AWS describes Regional API endpoints as intended for clients in the same Region. For example, if an EC2 instance in the same Region calls your API, a Regional endpoint can reduce connection overhead. But Regional endpoints are not only for local users.
They are also a strong choice when you want to use your own CloudFront distribution. The AWS Serverless Applications Lens says Regional endpoints do not provide a CloudFront distribution by default, but they let you associate your own CloudFront distribution or another CDN. This gives you more control.
You can configure:
- Cache policies
- Multiple origins
- Custom routing behavior
- Security headers
- CDN-level rules
- Integration with other backend services, such as an Application Load Balancer
This is why many production systems prefer a Regional API behind a custom CloudFront distribution. You still get global delivery benefits, but you control the CloudFront layer yourself.
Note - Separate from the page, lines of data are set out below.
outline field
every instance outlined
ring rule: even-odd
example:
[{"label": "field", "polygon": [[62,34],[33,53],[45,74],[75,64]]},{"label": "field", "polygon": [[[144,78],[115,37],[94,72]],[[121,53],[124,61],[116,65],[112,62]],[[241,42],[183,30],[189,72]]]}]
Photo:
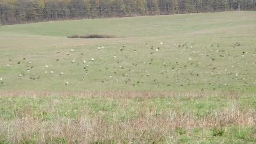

Can You Put CloudFront in Front of an Edge-Optimized API?
Technically, yes. But it is usually not the cleanest design. An edge-optimized API already uses a CloudFront distribution managed by API Gateway. If you add your own CloudFront distribution in front of it, you may create an extra CDN layer. That can make routing harder to reason about and may add unnecessary complexity.
A cleaner pattern is this:
Use a Regional API Gateway endpoint, then place your own CloudFront distribution in front of it.
That way, there is only one CloudFront layer, and you manage it directly.
A Simple Decision Guide
Here is a practical way to decide:
- Choose private when the API should only be available inside your VPC.
- Choose edge-optimized when the API is public, global, and simple, and you are comfortable with API Gateway managing CloudFront for you.
- Choose Regional when your users are mostly in one Region, or when you want to use your own CloudFront distribution for better control.
Final Thoughts
API Gateway endpoint types are not just console options. They shape how traffic reaches your API, how much control you have, and how secure or flexible your architecture can be.
For internal APIs, private endpoints are usually the right answer. For simple public APIs with global users, edge-optimized endpoints are easy to start with. For production systems that need custom caching, multiple origins, or more CDN control, a Regional endpoint with your own CloudFront distribution is often the better long-term choice.
The best endpoint type depends on your traffic, your security needs, and how much control your team wants over the network path. Choose it early, because this “small” setting can influence the whole API architecture.